Escritor

En estos días es contraproducente sacar al niño a la calle, que te lo soban los políticos y llega a casa hecho unos zorros, con los carrillos babeantes de besos rojos y azules y las orejas calientes de escuchar promesas e insultos. Hasta es posible que el pobre chiquillo atrape un mal virus y te llene la casa de ideales, que no de ideas, que ésas huyen espantadas del fragor de los mítines, las muy sutiles.

Yo también dejé hace tiempo de asistir a los mítines y busco el amparo de discursos más alimenticios y sustanciosos. Por eso me metí la noche del viernes a escuchar la presentación del libro Un extraño en mi escuela, del filólogo y poeta de Higuera de la Serena Benito Estrella, ese cofre con bigote donde los dioses guardan el poco sentido común que va quedando sobre la Tierra. Allí se habló de muchas cosas y todas referentes a la educación de nuestros hijos, pues es de eso de lo que trata el libro. Pero lo más sorprendente fue el tono pesimista de su discurso, la visión descarnada que fue desgranando sobre la escasa concurrencia.

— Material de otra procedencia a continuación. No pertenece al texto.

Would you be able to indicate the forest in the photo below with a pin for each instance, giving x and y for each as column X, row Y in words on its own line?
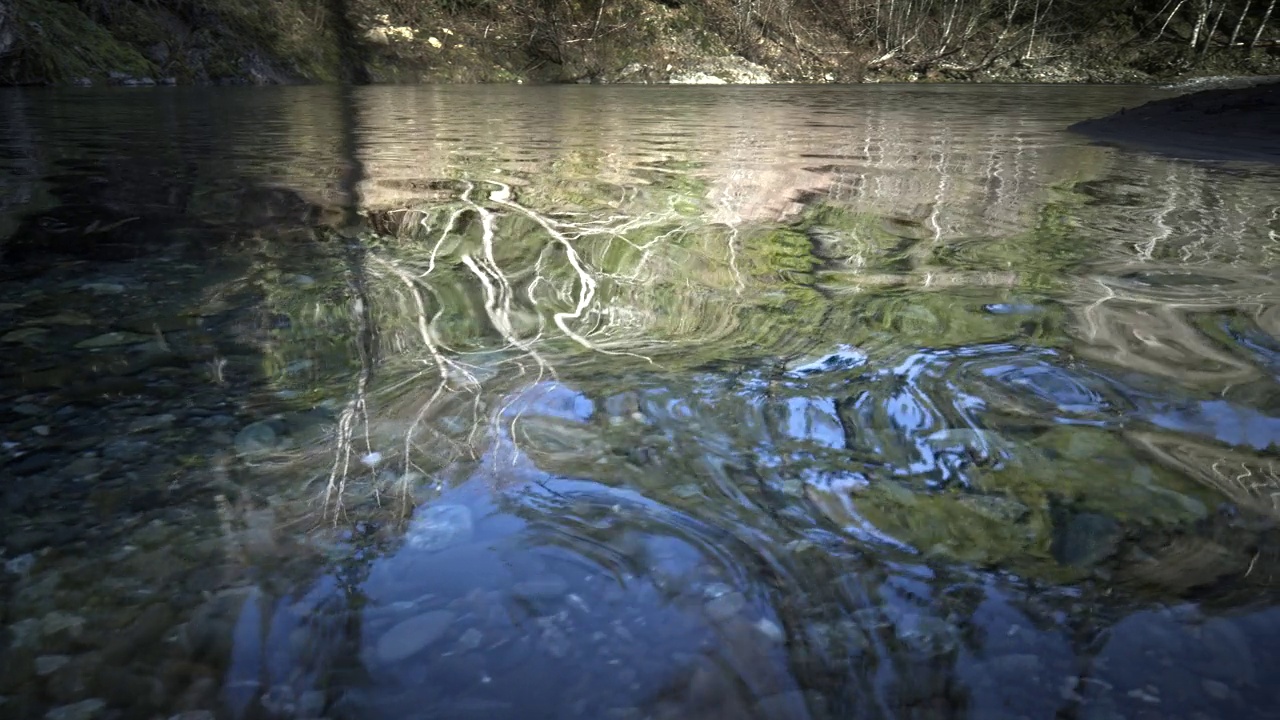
column 282, row 41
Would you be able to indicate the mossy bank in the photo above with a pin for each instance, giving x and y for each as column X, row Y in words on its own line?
column 694, row 41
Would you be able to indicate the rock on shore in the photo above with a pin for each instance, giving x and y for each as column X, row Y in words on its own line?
column 1240, row 123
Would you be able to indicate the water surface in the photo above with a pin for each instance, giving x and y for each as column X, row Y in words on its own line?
column 624, row 402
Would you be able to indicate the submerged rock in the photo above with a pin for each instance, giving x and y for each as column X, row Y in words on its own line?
column 82, row 710
column 548, row 587
column 1084, row 540
column 256, row 438
column 114, row 340
column 414, row 636
column 440, row 527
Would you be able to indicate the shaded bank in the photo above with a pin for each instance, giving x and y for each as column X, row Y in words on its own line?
column 641, row 41
column 1219, row 124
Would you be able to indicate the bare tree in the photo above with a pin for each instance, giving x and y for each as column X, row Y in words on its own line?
column 1262, row 24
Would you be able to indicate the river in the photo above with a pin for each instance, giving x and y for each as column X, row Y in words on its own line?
column 631, row 402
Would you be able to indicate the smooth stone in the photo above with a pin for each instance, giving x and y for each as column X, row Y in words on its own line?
column 1214, row 688
column 1016, row 665
column 784, row 706
column 412, row 636
column 1086, row 540
column 549, row 587
column 82, row 710
column 993, row 507
column 257, row 437
column 114, row 340
column 310, row 703
column 439, row 527
column 82, row 466
column 471, row 639
column 725, row 606
column 1229, row 652
column 771, row 630
column 152, row 423
column 19, row 565
column 927, row 634
column 685, row 491
column 65, row 318
column 23, row 335
column 103, row 288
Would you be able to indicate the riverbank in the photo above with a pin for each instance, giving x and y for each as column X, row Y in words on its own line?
column 1228, row 123
column 137, row 42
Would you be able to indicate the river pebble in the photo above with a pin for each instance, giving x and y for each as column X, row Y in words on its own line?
column 439, row 527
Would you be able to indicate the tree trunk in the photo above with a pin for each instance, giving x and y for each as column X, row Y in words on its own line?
column 1212, row 28
column 1239, row 22
column 1201, row 18
column 1262, row 24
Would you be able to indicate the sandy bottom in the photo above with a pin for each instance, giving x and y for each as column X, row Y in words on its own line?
column 1239, row 123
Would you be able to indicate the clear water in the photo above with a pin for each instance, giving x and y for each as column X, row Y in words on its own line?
column 625, row 402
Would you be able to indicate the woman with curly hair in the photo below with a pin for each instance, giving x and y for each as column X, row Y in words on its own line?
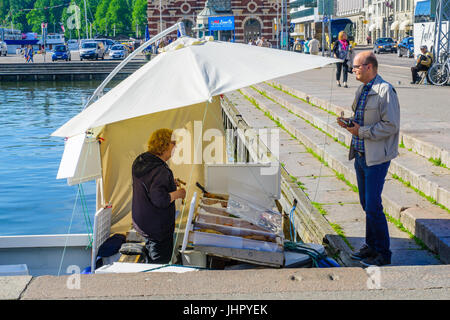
column 154, row 195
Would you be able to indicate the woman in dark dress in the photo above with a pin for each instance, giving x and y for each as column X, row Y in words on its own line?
column 154, row 195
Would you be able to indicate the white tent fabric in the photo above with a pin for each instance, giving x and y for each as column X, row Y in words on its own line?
column 395, row 25
column 189, row 72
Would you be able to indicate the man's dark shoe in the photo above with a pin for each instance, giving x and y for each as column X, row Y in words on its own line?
column 364, row 252
column 377, row 260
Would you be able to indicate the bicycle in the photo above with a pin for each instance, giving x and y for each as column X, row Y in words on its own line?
column 439, row 73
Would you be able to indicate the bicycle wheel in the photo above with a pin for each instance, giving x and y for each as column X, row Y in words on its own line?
column 438, row 74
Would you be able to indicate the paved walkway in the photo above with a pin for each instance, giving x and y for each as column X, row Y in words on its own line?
column 418, row 214
column 387, row 283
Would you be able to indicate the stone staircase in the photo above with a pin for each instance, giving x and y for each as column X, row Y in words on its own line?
column 416, row 193
column 62, row 70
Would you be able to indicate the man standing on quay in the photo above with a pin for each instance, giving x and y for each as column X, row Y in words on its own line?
column 375, row 129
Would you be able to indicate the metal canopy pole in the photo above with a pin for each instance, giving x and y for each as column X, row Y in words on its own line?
column 99, row 91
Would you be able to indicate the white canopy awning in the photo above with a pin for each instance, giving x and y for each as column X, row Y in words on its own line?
column 190, row 72
column 405, row 25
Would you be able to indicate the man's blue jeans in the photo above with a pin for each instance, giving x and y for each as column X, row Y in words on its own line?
column 370, row 184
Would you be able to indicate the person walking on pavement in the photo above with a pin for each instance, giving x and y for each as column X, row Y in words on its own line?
column 424, row 62
column 297, row 45
column 30, row 54
column 306, row 46
column 341, row 50
column 313, row 46
column 375, row 136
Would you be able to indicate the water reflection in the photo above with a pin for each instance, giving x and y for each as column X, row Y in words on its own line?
column 32, row 201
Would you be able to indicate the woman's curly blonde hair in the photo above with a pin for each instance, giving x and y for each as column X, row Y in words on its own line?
column 159, row 141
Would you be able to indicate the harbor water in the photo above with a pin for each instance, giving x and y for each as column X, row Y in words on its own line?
column 32, row 200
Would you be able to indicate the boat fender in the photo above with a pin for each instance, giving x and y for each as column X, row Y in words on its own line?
column 111, row 246
column 132, row 249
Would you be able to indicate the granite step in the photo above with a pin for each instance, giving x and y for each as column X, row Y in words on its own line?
column 433, row 181
column 423, row 143
column 426, row 221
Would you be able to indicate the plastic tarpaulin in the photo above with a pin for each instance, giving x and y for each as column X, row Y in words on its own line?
column 172, row 91
column 194, row 73
column 125, row 140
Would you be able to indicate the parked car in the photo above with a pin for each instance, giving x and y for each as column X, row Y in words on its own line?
column 118, row 51
column 107, row 43
column 406, row 47
column 92, row 50
column 3, row 49
column 384, row 45
column 61, row 52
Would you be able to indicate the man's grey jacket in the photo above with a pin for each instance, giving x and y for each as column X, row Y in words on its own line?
column 381, row 123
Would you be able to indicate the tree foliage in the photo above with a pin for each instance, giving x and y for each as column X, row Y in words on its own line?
column 103, row 16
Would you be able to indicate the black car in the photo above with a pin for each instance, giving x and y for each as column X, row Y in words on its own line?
column 406, row 47
column 384, row 45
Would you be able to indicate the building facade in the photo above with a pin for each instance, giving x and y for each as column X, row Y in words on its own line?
column 252, row 18
column 353, row 10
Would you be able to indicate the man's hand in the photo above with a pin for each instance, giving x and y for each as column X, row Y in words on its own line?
column 353, row 130
column 340, row 122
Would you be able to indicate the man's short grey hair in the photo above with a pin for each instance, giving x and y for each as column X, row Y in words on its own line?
column 371, row 59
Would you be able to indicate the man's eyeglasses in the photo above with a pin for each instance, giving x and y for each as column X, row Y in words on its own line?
column 358, row 66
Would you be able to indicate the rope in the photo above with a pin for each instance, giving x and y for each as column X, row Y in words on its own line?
column 325, row 142
column 80, row 193
column 291, row 220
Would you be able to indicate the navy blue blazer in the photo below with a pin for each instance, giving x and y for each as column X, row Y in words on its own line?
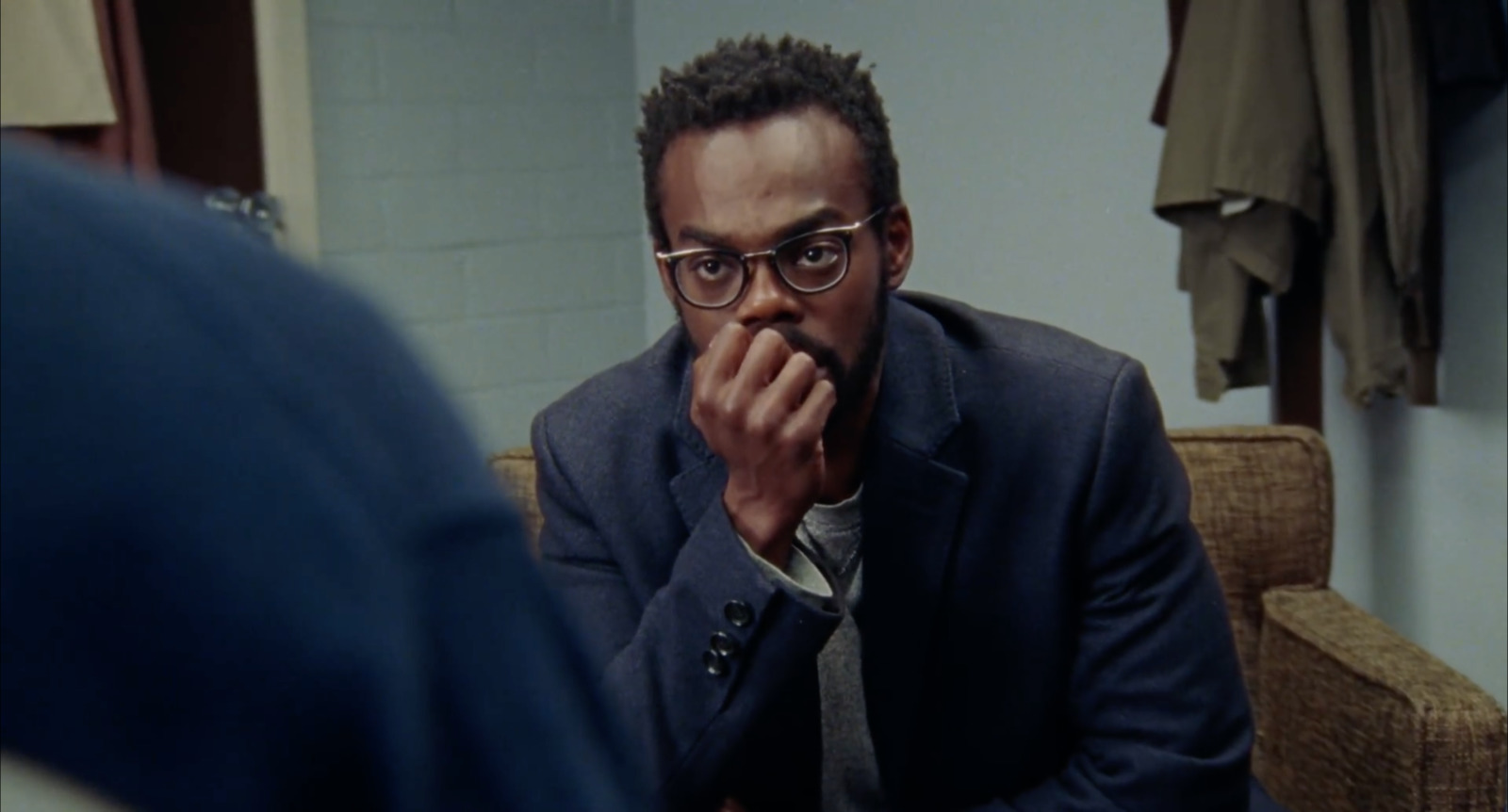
column 1041, row 625
column 251, row 558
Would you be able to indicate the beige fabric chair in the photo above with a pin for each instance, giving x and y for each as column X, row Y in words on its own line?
column 1350, row 716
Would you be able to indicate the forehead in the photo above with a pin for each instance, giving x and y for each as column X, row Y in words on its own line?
column 750, row 180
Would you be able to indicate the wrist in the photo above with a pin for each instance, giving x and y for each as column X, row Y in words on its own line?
column 768, row 530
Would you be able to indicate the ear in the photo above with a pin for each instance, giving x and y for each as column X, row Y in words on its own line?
column 896, row 238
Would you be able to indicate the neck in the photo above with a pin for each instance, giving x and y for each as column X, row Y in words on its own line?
column 844, row 445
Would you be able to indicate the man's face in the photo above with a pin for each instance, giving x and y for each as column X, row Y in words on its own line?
column 751, row 186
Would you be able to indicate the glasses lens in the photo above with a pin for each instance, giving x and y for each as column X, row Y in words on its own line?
column 709, row 279
column 813, row 263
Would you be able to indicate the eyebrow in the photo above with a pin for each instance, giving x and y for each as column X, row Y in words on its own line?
column 826, row 216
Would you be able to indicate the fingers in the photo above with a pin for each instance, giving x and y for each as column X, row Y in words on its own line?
column 766, row 354
column 724, row 356
column 774, row 406
column 807, row 422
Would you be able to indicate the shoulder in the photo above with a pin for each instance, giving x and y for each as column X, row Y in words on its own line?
column 1015, row 357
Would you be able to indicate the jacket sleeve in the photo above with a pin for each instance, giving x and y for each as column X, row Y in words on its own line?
column 685, row 706
column 1157, row 690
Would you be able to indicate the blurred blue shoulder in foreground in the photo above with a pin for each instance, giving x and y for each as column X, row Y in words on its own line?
column 251, row 556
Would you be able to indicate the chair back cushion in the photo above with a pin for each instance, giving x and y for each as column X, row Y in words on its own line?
column 1263, row 503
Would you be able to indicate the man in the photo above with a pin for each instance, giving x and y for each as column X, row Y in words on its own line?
column 844, row 548
column 251, row 558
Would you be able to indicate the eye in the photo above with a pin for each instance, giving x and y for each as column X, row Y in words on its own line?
column 818, row 253
column 711, row 267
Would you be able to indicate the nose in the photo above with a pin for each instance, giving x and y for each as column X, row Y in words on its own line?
column 768, row 299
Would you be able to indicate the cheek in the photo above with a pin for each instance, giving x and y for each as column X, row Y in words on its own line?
column 700, row 326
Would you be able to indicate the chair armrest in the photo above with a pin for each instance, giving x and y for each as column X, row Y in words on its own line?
column 1356, row 718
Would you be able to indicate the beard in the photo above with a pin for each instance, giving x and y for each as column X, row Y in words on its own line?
column 849, row 382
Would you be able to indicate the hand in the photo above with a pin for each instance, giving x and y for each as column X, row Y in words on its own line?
column 762, row 409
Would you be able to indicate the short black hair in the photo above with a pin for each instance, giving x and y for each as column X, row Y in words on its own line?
column 754, row 78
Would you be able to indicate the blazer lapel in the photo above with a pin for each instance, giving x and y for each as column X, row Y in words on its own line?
column 911, row 512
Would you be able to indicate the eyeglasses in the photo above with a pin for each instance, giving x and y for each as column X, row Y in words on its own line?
column 809, row 264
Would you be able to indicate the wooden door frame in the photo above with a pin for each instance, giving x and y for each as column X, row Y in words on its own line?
column 283, row 73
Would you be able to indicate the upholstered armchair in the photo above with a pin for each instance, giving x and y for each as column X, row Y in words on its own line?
column 1350, row 716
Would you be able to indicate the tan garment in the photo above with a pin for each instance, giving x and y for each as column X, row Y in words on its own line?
column 52, row 71
column 1312, row 115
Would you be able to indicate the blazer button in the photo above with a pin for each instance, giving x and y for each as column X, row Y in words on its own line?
column 738, row 613
column 726, row 643
column 716, row 665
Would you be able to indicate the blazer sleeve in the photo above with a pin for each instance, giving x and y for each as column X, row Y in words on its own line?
column 686, row 706
column 1157, row 689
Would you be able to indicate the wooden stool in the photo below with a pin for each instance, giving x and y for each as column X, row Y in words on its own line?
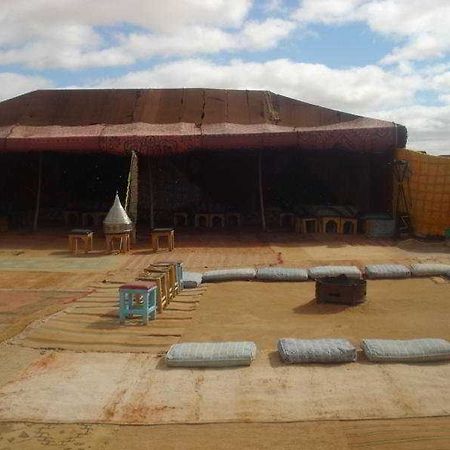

Hizo Benito Estrella una reflexión más que interesante sobre lo que va de la palabra alumno, que es ese pedazo de carne matriculada que coloca el culo frente a la pizarra mientras su cabeza vuela por vaya a saber usted dónde; a la palabra estudiante, que lleva implícita la realización de un esfuerzo por aprender, y más que un simple título expedido por una entidad burocrática es una disposición ante la vida, que conlleva la aceptación de muchas ideas que hoy ya parecen obsoletas y hasta pudor da hablar de ellas en público, como es el reconocer las jerarquías intelectuales, el fracaso de los falsos progresismos y la intromisión de excesivos agentes extraños en el mundo de la educación. Cada vez son más son los alumnos y menos los estudiantes.

Sea como fuere, lo cierto es que los padres nos vemos incompetentes para educar a unos niños con sobreexceso de información, niños que con diez años hablan de la capacidad de memoria de un disco duro cuando todavía no saben atarse los zapatos, eso por un lado; por otro, los maestros sienten que más que un colectivo han acabado convirtiéndose en un arma electoral, que les cambian los planes de estudio sin tener en cuenta su criterio, cada vez con resultados más patéticos, obligados a enfrentarse diariamente a unos niños con un umbral de atención hiperatrofiado por tanto ordenador violento y tanto anuncio televisivo estúpido. Enseñar es tarea de profesionales, educar de héroes. Y hemos abandonado esa misión a unos desalmados que, con tal de vendernos un coche a plazos, arrojan por tierra valores que costó siglos alcanzar.

Sería muy largo contar todo lo que allí se dijo, pero el que sienta interés por saber por dónde van los tiros de la educación, que recurra al libro y saldrá ganando.